Złotoryja w żałobie. 21-letni Kacper brutalnie zamordowany we Wrocławiu – ruszył proces sprawców
- 23 kwietnia, 2025
- 0 komentarzy
WROCŁAW – Wstrząsająca zbrodnia, do której doszło w styczniu w centrum Wrocławia, znalazła swój finał na sali sądowej. 21-letni Kacper S. ze Złotoryi został brutalnie zamordowany po nocnej zabawie w jednym z klubów w popularnym wśród młodzieży Pasażu Niepolda. Dwóch obywateli Gruzji, Iusif K. i Elmar M., przyznało się do udziału w zdarzeniu, które zakończyło się tragiczną śmiercią młodego mężczyzny.

Do zdarzenia doszło nad ranem, około godziny 5:00, 27 stycznia. Według ustaleń prokuratury, oskarżeni zaatakowali Kacpra, zadając mu liczne ciosy pięściami w głowę oraz rany kłute nożem. Obrażenia – w tym rana głowy oraz rana brzucha – okazały się śmiertelne. Mimo ciężkiego stanu, ofierze nie udzielono pomocy. Napastnicy uciekli z miejsca zdarzenia samochodem.
Proces ruszył we wrocławskim Sądzie Okręgowym. Obaj mężczyźni nie zaprzeczają swojej winie. – Nikt nie chciał, żeby to się wydarzyło – mówili z ławy oskarżonych. Iusif K. zeznawał, że cała sytuacja miała swój początek jeszcze w klubie. – Wychodziłem na zewnątrz, zobaczyłem, że Elmar rozmawia z jakąś grupą. Wydawało się, że się kłócą. Chciałem go odciągnąć – mówił. Według jego relacji, konflikt zaostrzył się, gdy Kacper miał oskarżyć ich o kradzież i nazwać terrorystami.
W sądzie Iusif K. tłumaczył, że pobiegł po nóż, który miał w samochodzie, by „bronić kolegi”. – Chciałem go zaatakować w rękę lub nogę, nie wiedziałem, że się odwróci – mówił. Twierdzi, że nie działał z zamiarem zabicia. Jednak cios zadany nożem okazał się śmiertelny. Elmar M. również przyznał się do winy. – To był nieszczęśliwy wypadek. Nie planowaliśmy tego – przekonywał.
Sędzia Agnieszka Marchwicka pytała, dlaczego mężczyźni nie oddalili się, gdy sytuacja zaczęła eskalować. – Bo był spór – odpowiedział krótko Iusif K.
Sprawa budzi ogromne emocje zarówno we Wrocławiu, jak i w rodzinnej Złotoryi zamordowanego Kacpra.
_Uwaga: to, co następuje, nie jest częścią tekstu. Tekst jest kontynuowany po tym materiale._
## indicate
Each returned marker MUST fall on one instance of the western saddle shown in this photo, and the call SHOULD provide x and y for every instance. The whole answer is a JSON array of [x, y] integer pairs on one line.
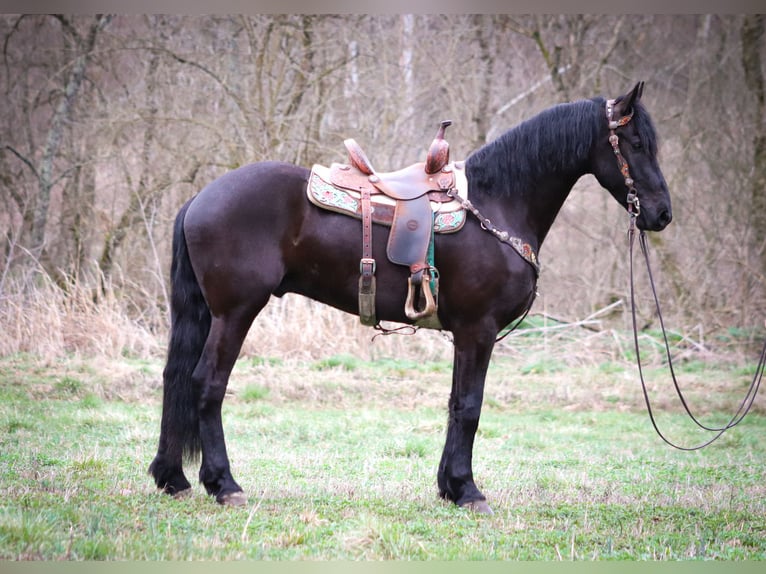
[[415, 202]]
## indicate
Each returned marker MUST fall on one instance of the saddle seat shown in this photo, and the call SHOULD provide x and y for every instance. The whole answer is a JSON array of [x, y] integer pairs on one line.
[[414, 201]]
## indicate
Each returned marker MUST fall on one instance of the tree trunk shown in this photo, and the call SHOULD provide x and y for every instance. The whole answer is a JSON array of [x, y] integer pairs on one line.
[[752, 45]]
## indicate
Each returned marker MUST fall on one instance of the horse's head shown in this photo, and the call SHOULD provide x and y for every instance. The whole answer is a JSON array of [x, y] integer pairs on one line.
[[625, 161]]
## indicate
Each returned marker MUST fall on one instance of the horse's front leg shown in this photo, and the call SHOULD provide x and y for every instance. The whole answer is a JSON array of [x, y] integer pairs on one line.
[[455, 477]]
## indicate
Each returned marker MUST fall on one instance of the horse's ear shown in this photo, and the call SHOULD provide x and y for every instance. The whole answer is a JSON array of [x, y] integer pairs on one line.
[[623, 105]]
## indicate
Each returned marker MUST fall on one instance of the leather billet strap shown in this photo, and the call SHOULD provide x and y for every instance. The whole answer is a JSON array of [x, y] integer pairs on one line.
[[367, 265]]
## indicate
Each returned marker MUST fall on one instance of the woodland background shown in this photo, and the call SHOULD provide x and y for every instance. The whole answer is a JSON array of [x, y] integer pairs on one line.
[[108, 123]]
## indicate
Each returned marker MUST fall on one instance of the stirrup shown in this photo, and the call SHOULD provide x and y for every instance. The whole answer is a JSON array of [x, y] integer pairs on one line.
[[430, 302]]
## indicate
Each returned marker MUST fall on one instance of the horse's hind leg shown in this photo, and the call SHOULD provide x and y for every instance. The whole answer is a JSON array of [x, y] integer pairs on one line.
[[211, 377]]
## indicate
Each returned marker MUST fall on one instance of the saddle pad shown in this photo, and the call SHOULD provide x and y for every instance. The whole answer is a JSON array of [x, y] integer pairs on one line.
[[449, 217]]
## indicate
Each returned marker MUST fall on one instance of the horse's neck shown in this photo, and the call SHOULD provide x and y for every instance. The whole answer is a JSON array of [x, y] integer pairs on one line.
[[531, 211]]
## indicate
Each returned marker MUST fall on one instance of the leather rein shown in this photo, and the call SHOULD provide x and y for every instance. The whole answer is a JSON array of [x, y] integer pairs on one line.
[[634, 210]]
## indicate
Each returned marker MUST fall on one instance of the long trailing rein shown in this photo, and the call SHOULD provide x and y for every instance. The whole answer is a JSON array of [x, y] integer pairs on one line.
[[746, 403], [633, 211]]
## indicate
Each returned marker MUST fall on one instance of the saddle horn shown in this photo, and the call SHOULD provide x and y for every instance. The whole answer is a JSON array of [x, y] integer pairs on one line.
[[438, 152]]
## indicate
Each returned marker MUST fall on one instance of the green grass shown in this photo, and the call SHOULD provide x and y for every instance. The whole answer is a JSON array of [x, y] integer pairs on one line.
[[341, 464]]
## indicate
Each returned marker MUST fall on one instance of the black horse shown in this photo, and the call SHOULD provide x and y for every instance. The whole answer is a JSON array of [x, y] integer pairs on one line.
[[252, 233]]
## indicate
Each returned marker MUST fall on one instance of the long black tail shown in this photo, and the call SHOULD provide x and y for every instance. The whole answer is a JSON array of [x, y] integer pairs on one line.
[[190, 325]]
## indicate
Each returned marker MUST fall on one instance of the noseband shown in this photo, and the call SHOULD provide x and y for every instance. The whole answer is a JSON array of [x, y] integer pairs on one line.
[[634, 206]]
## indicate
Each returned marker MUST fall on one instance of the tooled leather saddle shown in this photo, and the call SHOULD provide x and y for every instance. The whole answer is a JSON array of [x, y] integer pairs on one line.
[[415, 202]]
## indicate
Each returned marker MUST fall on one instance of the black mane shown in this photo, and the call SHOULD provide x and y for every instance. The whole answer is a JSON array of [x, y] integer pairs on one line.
[[554, 141]]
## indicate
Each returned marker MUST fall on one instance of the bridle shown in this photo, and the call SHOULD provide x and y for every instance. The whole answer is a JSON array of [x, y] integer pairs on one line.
[[634, 209], [634, 206]]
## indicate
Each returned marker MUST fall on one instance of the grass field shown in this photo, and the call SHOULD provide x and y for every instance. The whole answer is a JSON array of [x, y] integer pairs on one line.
[[339, 456]]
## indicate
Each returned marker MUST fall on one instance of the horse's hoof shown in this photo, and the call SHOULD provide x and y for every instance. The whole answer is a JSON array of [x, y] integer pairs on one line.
[[478, 506], [233, 499], [185, 493]]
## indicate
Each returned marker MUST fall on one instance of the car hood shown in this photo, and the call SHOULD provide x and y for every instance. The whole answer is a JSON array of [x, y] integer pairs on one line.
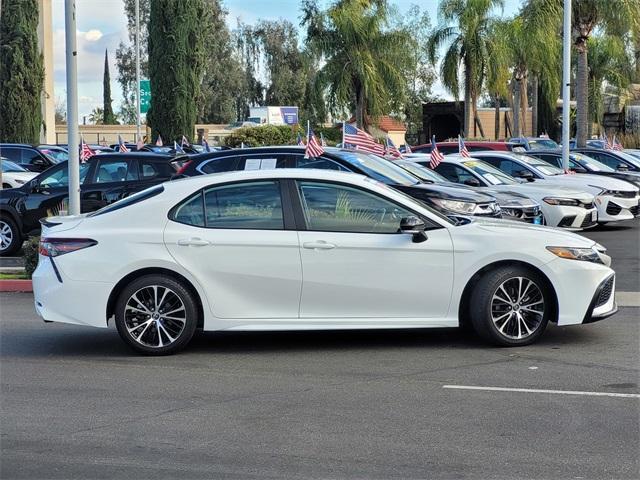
[[446, 192], [549, 236]]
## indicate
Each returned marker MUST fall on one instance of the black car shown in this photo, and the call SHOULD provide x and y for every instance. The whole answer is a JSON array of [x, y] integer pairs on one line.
[[583, 163], [448, 200], [614, 159], [104, 179], [27, 156]]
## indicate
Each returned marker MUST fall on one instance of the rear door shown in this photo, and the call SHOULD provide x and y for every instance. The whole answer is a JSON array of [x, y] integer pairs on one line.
[[238, 239]]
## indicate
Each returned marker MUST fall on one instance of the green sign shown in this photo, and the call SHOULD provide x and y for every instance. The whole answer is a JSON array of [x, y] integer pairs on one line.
[[145, 95]]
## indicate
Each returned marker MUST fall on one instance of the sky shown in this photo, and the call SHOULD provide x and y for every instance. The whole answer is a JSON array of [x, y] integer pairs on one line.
[[101, 24]]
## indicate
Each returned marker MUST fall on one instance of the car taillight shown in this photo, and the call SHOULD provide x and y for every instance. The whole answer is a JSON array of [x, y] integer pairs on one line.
[[54, 247], [183, 167]]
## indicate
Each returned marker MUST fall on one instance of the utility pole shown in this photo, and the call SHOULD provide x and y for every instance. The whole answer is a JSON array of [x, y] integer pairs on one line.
[[566, 84], [72, 107], [138, 70]]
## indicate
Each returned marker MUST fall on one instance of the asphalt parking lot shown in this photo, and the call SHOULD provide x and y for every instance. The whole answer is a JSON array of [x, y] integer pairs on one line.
[[77, 404]]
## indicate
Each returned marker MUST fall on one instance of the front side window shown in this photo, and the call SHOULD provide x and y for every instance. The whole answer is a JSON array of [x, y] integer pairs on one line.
[[338, 208]]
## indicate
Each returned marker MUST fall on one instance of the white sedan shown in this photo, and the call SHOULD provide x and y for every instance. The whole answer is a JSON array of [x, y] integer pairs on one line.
[[312, 250], [13, 175]]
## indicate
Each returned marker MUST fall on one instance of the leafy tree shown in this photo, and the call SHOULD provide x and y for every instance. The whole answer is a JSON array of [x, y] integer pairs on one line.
[[176, 65], [464, 29], [21, 72], [126, 58], [363, 59], [109, 117]]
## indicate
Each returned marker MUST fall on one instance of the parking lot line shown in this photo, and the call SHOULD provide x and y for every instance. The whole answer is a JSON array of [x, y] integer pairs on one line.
[[537, 390]]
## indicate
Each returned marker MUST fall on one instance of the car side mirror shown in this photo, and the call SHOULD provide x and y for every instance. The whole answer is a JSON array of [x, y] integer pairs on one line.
[[413, 226], [472, 182]]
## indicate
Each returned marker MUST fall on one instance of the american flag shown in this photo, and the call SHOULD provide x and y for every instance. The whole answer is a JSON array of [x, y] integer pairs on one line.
[[392, 149], [121, 146], [85, 152], [361, 140], [314, 148], [462, 149], [436, 156]]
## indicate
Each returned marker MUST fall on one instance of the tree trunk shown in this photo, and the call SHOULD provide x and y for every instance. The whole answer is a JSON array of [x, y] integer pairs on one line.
[[496, 126], [516, 109], [534, 105], [582, 95]]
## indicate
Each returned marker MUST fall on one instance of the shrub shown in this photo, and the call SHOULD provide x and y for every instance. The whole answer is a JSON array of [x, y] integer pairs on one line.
[[30, 250]]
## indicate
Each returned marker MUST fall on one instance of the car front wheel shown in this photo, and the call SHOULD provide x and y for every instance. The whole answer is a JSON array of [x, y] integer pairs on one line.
[[511, 306], [156, 315]]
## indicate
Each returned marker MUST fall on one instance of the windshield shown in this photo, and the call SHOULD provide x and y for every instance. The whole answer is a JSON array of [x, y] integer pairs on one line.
[[378, 168], [590, 164], [423, 173], [540, 166], [8, 166], [490, 173]]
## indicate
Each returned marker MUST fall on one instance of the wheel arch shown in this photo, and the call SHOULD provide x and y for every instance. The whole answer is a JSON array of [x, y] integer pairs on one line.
[[465, 300], [117, 289]]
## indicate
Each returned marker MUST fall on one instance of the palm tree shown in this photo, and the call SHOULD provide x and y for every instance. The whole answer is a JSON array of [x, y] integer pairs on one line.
[[363, 59], [464, 27]]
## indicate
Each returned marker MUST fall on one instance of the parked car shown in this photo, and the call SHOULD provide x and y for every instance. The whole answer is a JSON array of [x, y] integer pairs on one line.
[[27, 156], [452, 147], [228, 252], [535, 143], [564, 207], [581, 163], [104, 179], [513, 206], [615, 199], [614, 159], [446, 199], [13, 175]]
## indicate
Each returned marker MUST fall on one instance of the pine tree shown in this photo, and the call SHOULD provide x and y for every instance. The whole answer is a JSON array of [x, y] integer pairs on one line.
[[108, 117], [21, 72], [176, 64]]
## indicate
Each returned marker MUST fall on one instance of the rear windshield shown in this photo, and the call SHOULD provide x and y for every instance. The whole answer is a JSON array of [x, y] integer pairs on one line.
[[130, 200]]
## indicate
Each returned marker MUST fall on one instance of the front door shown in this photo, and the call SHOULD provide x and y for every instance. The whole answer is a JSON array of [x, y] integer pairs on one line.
[[233, 239], [357, 265]]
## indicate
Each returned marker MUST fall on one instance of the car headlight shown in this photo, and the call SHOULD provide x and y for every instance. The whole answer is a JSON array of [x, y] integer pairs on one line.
[[567, 202], [571, 253], [455, 206]]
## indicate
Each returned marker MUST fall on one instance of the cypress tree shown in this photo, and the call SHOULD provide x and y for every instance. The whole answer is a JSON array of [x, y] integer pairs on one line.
[[108, 118], [176, 64], [21, 72]]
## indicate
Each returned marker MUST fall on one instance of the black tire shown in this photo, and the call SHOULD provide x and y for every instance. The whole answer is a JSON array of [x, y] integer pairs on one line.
[[9, 246], [488, 311], [144, 323]]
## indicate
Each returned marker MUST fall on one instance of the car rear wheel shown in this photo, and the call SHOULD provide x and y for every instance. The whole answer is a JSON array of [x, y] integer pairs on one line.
[[511, 306], [156, 315], [10, 238]]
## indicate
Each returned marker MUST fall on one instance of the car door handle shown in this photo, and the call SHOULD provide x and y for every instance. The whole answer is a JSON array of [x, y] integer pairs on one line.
[[193, 242], [319, 245]]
Mieszkańcy nie kryją oburzenia brutalnością zdarzenia i brakiem jakiejkolwiek próby ratunku ze strony sprawców.
Za popełnione przestępstwo Iusifowi K. i Elmarowi M. grozi dożywotnie pozbawienie wolności. Proces trwa, a sąd będzie musiał rozstrzygnąć, czy ich wyjaśnienia i skrucha wystarczą, by złagodzić wymiar kary.
Rodzina Kacpra nie komentuje sprawy publicznie, jednak lokalna społeczność już teraz domaga się sprawiedliwości dla 21-latka, który – jak mówią jego bliscy – miał całe życie przed sobą.